One extremely drunk man raises his hand, laughing awkwardly. A receptive group of patrons! Wonderful! Niklas grabs him and takes him to the kitchen and commences the creation of his newest creation after shooing all the foolish philistines right out. Now it's time for something new - Drunkard Beer! From drunkards to drunkards, courtesy of Niklas!
[Culinary Dark Arts roll: 1+1]
He looks at the drunk intently, trying to figure out how to cook some beer from him. The drunk, rather insensible, doesn't protest much. Should he use the blood or pursue alternate means? There's just so many options!
On the shrieking ship of Shriekpot...
Kevin is in a bit of an awkward situation. On the one hand, he really misses having arms. On the other hand, he doesn't want to get mutilated by an impatient or angered mage. Better to wait it out, he decides.
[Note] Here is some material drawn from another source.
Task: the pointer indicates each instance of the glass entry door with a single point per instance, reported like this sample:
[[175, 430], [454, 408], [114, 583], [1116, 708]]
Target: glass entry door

Erin, meanwhile, tries to finalize the issue of the ship.
"Alright, that's good! Now to finish this! Channel some anger, get a good rage goin'..."
[Erin magic roll: 6+2-1-1]
She hugs the mast and starts furiously talking to it, utilizing reassuring words to get it to work! And it does! The mast suddenly increases in size a whole lot, forming new sails of a peculiarly orange, shiny material! It's a fairly mighty sail, one might say. Certainly enough for most ships. And then the transformation overtakes the rest of the deck, altering all the masts and sails at once! Erin lets go of the mast and addresses the Artiste.
"I'm finally done, guys! Everything's great!"
"Good, good. Now we just wait for the others, hope that they get done with their revenge plot against somebody or other soon."